Semenjak Jepang menyerah tanpa syarat kepada Sekutu pada tanggal 14 Agustus 1945 maka secara hukum tidak lagi berkuasa di Indonesia. Hal ini mengakibatkan Indonesia berada dalam keadaan vacum of power (tidak ada pemerintah yang berkuasa) dan waktu itu dimanfaatkan sebaik-baiknya oleh bangsa Indonesia untuk memproklamasikan kemerdekaannya. Pada tanggal 10 September 1945 Panglima Bala Tentara Kerajaan Jepang di Jawa mengumumkan bahwa pemerintahan akan diserahkan pada Sekutu bukan pada pihak Indonesia. Dan pada tanggal 14 September 1945 Mayor Greenhalg perwirwa Sekutu datang ke Jakarta untuk mempelajari dan melaporkan keadaan di Indonesia menjelang pendaratan rombongan Sekutu.

Pada tanggal 29 September 1945 Sekutu tiba mendarat di Jakarta dan bertugas melucuti tentara jepang.

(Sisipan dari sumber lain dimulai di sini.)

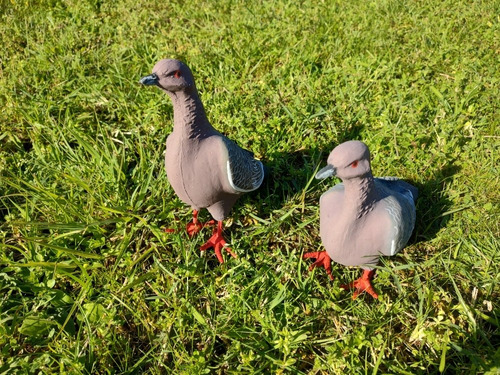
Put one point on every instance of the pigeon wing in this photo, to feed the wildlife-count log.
(400, 206)
(243, 171)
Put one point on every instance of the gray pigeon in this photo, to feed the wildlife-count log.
(205, 169)
(363, 217)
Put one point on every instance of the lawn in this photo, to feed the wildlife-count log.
(90, 282)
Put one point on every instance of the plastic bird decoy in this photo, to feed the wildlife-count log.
(363, 217)
(205, 168)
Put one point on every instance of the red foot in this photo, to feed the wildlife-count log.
(218, 243)
(322, 260)
(193, 227)
(363, 284)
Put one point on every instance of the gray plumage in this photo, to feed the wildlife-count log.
(205, 169)
(363, 217)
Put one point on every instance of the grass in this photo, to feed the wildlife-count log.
(90, 283)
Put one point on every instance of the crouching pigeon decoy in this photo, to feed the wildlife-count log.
(205, 169)
(363, 217)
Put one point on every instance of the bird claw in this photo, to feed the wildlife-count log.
(363, 284)
(322, 260)
(218, 243)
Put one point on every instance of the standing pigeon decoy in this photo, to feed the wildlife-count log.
(205, 169)
(363, 217)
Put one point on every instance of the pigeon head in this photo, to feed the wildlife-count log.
(170, 75)
(348, 160)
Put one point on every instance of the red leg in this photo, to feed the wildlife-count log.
(363, 284)
(322, 260)
(218, 243)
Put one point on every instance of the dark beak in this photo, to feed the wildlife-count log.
(152, 79)
(325, 172)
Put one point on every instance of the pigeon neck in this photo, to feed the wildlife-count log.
(360, 195)
(190, 119)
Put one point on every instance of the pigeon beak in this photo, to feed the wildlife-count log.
(152, 79)
(325, 172)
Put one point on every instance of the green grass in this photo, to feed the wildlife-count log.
(90, 283)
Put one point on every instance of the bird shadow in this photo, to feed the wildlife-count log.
(433, 204)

Tugas ini dilakukan oleh Komando Pertahanan Sekutu di Asia Tenggara yang bernama South East Asia Command (SEAC) di bawah pimpinan Lord Louis Mountbatten yang berpusat di Singapura. Untuk melaksanakan tugas itu, Mountbatten membentuk suatu komando khusus yang diberi nama Allied Forces Natherland East Indies (AFNEI) di bawah pimpinan Letnan Jendral Sir Philip Chirstison. Adapun tugas AFNEI :

1)      Melindungi dan menjalankan pemindahan tawanan perang dan orang interniran.

2)      Melucuti tentara Jepang dan mengembalikannya.

3)      Menegakkan dan mempertahankan keadaan damai untuk kemudian diserahkan kepada pemerintah sipil.

4)      Menghimpun keterangan tentang penjahat perang.

Dalam menjalankan misiya di Indonesia, AFNEI hanya berkonsentrasi tugas di Jawa dan Sumatera. Terbagi dalam 3 divisi,yaitu :

1)   23 tahun Indian Division dibawah komando Mayor Jendral D.C Hawthorn (divisi ini berlokasi di Jawa Barat)

2)  5 tahun Indian Division,di bawah komando Mayor Jendral E.C Mansergh (divisi ini berlokasi di Jawa Timur)

3)   26 tahun Indian Division,di bawah komando Mayor Jendral H.M Chambers (divisi ini berlokasi di Sumatera)

Sementara daerah-daerah Indonesia lainnya di pegang tentara Australia-turut bergabung dalam tentara sekutu. Awalnya rakyat Indonesia, menyambut gembira kedatangan tentara Sekutu. Namun, ketika diketahui bahwa tentara Sekutu membawa NICA (Nederland Indies Civil Administration) yang ingin menengakkan kembali kekuasaan kolonial Hindia Belanda, rakyat Indonesia mengambil sikap bermusuhan. Sikap ini memiliki dasar menilik Civil Affair Agreement (perjanjian sipil) antara pemerintah Inggris dengan Belanda di Chequers (dekat London), tertanggal 24 Agustus 1945 menyebutkan yang diperbolehkan mendarat di Indonesia hanyalah tentara Inggris.